The United Arab Emirates is set to become the first Arab Gulf country to generate electricity from coal. As governments increasingly turn to cleaner fuels and the price of renewable energy falls, it may also be the last.
Dubai is starting up the $3.4 billion Hassyan coal plant, with capacity being increased from an initial 600 mega watts to 2,400 by 2023. Japan’s Jera Co. will supply coal under a long-term agreement with Acwa Power of Saudi Arabia, which is developing the plant.
Coal is typically the dirtiest fuel for power generation. Yet Hassyan’s standards for pollution will be based on guidelines for natural-gas plants, according to Acwa. If met, that would mean Hassyan emits less carbon than the European Union and the World Bank’s International Finance Corp. typically advise for coal plants.
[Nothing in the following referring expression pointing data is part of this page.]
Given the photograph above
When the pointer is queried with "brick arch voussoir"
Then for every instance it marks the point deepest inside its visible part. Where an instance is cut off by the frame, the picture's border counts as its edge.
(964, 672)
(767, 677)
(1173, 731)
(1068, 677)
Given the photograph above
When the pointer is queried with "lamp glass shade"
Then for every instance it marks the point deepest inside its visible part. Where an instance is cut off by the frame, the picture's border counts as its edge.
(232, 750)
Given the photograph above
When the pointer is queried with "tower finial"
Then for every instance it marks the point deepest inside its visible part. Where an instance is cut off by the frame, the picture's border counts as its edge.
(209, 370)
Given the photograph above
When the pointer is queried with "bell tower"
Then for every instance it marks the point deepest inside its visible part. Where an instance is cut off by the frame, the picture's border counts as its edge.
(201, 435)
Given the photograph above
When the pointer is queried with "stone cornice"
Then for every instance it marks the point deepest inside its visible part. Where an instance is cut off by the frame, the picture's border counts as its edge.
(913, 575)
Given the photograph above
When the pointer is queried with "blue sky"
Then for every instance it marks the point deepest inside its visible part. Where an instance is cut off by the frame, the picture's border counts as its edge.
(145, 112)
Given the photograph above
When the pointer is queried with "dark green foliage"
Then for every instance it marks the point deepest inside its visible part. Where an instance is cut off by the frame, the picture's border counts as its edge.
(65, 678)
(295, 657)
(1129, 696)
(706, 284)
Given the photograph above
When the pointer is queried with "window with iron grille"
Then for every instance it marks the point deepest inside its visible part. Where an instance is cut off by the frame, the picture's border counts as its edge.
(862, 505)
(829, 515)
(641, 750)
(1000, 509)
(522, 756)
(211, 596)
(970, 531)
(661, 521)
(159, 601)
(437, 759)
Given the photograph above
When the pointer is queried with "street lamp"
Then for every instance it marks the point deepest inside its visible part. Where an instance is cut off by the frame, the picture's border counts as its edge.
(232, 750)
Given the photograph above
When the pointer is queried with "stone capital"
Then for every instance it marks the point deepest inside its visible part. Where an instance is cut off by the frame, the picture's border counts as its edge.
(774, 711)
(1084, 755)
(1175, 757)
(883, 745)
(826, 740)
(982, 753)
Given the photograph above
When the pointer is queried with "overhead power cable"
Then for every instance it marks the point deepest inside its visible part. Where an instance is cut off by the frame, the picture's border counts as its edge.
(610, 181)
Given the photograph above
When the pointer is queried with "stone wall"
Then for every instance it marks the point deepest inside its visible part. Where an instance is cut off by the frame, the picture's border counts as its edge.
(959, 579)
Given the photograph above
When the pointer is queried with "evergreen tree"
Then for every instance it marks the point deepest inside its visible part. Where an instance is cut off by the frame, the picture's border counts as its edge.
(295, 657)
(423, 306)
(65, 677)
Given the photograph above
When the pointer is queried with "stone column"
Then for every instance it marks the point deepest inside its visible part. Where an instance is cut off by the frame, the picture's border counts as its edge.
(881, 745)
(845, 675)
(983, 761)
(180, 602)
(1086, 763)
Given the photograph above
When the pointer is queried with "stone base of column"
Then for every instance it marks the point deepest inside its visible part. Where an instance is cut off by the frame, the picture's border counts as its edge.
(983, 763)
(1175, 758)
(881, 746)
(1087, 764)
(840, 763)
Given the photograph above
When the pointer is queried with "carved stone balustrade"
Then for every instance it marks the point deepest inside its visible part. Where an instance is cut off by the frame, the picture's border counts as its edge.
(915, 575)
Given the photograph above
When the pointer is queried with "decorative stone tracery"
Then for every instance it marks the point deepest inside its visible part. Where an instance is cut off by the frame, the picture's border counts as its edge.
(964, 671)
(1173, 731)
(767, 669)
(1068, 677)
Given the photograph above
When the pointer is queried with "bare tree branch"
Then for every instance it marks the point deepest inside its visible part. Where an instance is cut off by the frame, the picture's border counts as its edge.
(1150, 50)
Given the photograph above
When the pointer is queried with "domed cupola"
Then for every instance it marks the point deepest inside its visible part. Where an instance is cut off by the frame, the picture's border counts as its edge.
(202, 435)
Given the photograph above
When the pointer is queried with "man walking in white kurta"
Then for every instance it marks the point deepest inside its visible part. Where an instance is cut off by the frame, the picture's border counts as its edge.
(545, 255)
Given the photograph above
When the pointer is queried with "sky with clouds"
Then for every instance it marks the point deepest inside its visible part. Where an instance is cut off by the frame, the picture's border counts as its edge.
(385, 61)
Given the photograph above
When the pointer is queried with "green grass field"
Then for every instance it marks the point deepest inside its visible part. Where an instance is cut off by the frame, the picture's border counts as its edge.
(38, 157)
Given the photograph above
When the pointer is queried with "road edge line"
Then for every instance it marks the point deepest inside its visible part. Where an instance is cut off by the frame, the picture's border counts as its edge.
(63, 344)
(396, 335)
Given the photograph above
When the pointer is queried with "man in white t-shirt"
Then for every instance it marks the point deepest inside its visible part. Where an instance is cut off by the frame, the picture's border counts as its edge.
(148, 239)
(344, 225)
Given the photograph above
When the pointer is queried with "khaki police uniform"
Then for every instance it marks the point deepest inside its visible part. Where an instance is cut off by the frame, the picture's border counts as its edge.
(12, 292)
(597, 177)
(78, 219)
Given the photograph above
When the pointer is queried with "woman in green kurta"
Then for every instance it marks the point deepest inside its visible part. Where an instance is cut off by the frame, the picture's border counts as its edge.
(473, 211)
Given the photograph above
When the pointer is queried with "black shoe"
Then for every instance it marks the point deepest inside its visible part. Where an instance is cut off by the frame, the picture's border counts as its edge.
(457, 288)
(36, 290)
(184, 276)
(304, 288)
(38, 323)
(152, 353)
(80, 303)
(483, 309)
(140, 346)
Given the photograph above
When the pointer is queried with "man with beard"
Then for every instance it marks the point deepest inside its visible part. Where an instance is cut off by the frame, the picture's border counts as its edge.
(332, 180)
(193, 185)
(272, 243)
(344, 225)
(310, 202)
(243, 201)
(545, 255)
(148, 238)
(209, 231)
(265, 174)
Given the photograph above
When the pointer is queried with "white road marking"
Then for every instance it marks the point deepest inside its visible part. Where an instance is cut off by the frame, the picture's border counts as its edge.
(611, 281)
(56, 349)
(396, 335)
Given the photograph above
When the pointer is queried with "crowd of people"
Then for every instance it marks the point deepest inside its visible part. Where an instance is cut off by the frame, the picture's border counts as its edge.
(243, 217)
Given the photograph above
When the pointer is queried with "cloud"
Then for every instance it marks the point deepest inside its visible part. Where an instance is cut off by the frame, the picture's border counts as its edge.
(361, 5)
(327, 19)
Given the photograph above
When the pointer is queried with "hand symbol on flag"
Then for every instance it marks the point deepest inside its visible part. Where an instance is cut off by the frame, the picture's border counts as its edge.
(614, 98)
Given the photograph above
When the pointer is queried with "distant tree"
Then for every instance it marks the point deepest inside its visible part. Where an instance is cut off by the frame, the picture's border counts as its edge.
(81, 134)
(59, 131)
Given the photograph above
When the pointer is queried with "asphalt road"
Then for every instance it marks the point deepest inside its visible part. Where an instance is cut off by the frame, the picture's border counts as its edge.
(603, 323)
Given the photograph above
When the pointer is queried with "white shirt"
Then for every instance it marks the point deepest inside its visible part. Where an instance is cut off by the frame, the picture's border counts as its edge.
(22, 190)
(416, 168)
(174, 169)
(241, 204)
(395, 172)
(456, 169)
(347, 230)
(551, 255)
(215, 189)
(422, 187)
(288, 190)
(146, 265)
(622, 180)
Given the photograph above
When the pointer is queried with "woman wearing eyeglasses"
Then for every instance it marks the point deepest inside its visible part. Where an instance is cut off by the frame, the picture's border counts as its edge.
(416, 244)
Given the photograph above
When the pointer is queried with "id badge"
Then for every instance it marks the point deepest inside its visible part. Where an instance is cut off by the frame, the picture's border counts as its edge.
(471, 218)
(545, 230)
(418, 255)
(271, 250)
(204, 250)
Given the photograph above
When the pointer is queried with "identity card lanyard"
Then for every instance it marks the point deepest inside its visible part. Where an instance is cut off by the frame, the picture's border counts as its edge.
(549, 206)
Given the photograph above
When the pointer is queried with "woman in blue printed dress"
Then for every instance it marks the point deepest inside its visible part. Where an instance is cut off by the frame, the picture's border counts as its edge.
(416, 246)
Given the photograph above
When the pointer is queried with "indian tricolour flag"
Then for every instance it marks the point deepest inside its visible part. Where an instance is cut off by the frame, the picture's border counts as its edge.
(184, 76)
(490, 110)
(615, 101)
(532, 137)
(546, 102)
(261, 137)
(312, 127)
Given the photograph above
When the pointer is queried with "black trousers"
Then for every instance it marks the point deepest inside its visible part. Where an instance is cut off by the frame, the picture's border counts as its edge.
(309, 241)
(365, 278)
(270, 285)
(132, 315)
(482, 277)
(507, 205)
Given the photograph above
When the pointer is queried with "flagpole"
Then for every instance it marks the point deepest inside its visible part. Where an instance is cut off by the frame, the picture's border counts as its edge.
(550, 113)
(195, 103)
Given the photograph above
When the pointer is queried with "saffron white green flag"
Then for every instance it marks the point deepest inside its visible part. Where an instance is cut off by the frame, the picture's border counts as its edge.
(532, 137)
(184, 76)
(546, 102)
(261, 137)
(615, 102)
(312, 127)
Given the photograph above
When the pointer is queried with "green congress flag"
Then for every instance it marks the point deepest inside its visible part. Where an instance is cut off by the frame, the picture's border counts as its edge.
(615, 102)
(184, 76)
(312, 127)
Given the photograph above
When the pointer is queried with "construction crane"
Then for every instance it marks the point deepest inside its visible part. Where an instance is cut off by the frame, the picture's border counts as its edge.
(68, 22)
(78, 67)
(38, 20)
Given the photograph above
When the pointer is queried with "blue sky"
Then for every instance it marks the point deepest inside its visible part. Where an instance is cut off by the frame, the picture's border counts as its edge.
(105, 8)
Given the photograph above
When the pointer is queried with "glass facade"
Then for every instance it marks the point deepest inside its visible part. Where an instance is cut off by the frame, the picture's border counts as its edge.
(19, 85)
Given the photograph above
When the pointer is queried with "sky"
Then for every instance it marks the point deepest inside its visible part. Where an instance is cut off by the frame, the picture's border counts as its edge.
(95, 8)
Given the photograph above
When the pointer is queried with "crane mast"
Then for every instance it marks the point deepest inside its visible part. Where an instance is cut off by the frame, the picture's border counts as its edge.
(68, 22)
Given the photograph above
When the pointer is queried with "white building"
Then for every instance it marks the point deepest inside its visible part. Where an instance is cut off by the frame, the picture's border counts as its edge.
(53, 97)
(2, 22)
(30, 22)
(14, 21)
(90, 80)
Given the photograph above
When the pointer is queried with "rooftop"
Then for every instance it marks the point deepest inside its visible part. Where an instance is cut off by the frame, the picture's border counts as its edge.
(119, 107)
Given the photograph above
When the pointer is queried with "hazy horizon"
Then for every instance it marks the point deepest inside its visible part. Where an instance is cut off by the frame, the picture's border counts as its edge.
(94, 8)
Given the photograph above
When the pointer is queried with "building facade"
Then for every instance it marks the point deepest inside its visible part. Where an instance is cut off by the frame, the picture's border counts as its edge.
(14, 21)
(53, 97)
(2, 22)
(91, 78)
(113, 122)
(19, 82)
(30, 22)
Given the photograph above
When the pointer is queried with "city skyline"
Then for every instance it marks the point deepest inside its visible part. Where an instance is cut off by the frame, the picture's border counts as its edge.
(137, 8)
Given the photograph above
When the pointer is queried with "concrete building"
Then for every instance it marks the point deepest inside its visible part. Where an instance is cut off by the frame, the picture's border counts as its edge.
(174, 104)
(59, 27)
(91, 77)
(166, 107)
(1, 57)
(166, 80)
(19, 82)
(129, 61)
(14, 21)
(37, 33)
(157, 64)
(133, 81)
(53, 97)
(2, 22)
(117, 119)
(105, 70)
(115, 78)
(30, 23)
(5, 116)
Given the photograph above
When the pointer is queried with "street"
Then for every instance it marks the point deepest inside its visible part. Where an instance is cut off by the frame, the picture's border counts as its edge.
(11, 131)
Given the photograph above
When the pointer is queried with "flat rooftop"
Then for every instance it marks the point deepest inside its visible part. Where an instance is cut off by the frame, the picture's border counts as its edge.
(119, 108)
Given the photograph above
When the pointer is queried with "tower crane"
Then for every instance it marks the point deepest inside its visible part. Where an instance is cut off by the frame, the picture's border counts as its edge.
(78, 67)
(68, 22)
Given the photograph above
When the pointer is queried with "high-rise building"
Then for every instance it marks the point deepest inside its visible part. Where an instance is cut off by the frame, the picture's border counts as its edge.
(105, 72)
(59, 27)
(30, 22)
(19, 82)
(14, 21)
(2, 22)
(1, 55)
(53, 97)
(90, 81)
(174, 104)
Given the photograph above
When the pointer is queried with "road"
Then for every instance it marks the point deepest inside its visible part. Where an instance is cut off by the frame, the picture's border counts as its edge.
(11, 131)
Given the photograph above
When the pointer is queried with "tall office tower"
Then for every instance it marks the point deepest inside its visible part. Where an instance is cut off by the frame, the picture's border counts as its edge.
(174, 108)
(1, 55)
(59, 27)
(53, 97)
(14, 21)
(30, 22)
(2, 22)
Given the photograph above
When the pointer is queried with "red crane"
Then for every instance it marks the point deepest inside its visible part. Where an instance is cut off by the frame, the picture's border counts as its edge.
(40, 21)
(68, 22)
Still, other countries in the region have abandoned plans for coal power. Oman launched a tender for a coal project at Duqm in 2018, but it was later shelved.
Most of the electricity stations in Dubai, the Middle East’s main business and financial hub, run on gas.
The International Energy Agency, which advises the world’s richest economies on energy policy, said Hassyan will provide 20% of Dubai’s power when fully operational and “greatly reduce electricity costs for locals.”
State-owned Dubai Electricity & Water Authority signed an agreement with Acwa more than four years ago to buy electricity from Hassyan for less than 5 cents per kilowatt-hour. Then, the price was much cheaper than the power from solar farms in the emirate.
That’s no longer the case, thanks to technological advances. Dewa recently agreed to buy electricity from the Mohammed Bin Rashid Al Maktoum Solar Park for just 1.69 cents per kWh.